Collapse imminent in steel billet prices within a month
Post Date: 08 Oct 2014 Viewed: 354
CIS mills are fighting losing battle against weak demand and plenty supply from China at dirt cheap offers from China.
It is learnt that Ukrainian and mainly Russian mills are trying to keep prices around USD 500 per tonne FOB but with scarce or no success at all.
The pressure of Chinese billets is still quite strong as market rumors are indicating of prices well below USD 500 per tonne CFR FO Turkish ports. Turkish mills on the contrary are maintaining export offers at USD 520 per tonne which is grossly over-priced compared to import levels of scrap at USD 355 per tonne, CFR Turkish port. The price level declined by USD 3 per tonne WoW and USD 15 per tonne MoM indicating downtrend.
However the shocker is expected after the Turkish holiday ends on 8th October. Export price prevailing at USD 480 per tonne, FOB, Black Sea however the buyers are saying that not even this number will be sufficient to guarantee the needed flow of orders.

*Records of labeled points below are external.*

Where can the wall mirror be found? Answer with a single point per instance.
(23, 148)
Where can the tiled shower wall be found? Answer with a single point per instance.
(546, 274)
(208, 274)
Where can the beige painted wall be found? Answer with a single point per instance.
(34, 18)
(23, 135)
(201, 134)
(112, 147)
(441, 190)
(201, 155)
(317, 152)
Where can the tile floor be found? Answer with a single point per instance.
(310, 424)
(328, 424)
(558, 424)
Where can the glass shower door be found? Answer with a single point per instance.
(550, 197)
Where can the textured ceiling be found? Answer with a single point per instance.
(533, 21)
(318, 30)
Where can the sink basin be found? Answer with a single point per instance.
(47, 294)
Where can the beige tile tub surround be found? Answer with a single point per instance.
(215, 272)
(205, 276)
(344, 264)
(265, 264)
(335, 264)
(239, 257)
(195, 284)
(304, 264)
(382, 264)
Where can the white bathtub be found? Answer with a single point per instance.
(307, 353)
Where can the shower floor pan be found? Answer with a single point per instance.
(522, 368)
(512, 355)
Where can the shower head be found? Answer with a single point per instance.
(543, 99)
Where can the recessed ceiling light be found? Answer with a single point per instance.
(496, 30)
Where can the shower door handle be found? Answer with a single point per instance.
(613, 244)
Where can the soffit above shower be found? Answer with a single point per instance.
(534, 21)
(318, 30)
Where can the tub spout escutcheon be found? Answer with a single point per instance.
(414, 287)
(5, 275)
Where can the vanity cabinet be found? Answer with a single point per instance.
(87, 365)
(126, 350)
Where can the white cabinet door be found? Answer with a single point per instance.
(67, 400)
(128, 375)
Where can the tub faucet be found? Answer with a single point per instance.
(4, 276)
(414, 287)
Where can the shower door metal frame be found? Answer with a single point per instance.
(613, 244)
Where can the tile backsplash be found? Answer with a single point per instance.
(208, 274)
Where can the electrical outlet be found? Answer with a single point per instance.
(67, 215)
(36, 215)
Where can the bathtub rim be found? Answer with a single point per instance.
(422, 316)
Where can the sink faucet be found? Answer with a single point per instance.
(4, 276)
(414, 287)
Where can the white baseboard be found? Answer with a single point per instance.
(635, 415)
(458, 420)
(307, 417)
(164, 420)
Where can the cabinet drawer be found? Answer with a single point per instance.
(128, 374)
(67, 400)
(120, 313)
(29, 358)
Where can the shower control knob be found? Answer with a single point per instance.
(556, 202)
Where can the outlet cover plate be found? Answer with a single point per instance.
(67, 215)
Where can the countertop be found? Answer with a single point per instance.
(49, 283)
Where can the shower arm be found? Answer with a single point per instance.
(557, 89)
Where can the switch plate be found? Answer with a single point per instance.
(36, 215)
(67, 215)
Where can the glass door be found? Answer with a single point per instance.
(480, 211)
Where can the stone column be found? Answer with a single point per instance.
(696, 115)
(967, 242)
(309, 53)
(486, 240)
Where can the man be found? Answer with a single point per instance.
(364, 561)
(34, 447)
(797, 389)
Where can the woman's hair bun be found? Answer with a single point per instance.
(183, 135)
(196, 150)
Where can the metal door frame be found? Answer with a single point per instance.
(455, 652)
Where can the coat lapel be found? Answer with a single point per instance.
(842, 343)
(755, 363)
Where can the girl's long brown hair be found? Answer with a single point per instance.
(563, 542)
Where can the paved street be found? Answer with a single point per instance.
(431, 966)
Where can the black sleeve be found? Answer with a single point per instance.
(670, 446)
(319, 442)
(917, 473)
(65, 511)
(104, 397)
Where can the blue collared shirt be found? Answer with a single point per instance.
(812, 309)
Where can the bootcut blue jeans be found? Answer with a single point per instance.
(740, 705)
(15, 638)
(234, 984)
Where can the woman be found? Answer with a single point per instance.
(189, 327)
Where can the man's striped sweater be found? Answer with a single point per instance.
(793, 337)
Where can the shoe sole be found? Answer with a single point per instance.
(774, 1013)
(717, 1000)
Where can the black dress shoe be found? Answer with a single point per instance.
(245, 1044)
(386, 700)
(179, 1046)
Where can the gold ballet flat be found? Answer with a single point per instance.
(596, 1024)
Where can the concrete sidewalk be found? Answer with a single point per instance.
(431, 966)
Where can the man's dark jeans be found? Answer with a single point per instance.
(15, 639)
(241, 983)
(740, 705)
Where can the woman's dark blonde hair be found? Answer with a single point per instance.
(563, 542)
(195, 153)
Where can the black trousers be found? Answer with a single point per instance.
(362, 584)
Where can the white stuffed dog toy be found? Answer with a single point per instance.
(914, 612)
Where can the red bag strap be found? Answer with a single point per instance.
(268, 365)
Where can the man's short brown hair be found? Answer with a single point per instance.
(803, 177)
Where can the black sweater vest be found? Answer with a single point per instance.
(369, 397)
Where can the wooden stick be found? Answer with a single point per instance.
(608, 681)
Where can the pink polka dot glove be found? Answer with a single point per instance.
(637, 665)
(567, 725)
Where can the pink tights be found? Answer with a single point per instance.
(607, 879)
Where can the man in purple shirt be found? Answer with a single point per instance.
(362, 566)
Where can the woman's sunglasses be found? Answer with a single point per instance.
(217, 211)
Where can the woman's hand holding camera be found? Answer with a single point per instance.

On top, considering that many Ukrainian producer are still bounded by war damages and left with very poor production and delivery capacity + that BMZ is under an extraordinary maintenance period that should last another 30 days, is rather clear that whenever all region’s Mills will back to full production and delivery and remaining the economic situation around the Mediterranean as of today, the billet market (and not only) will possibly collapse.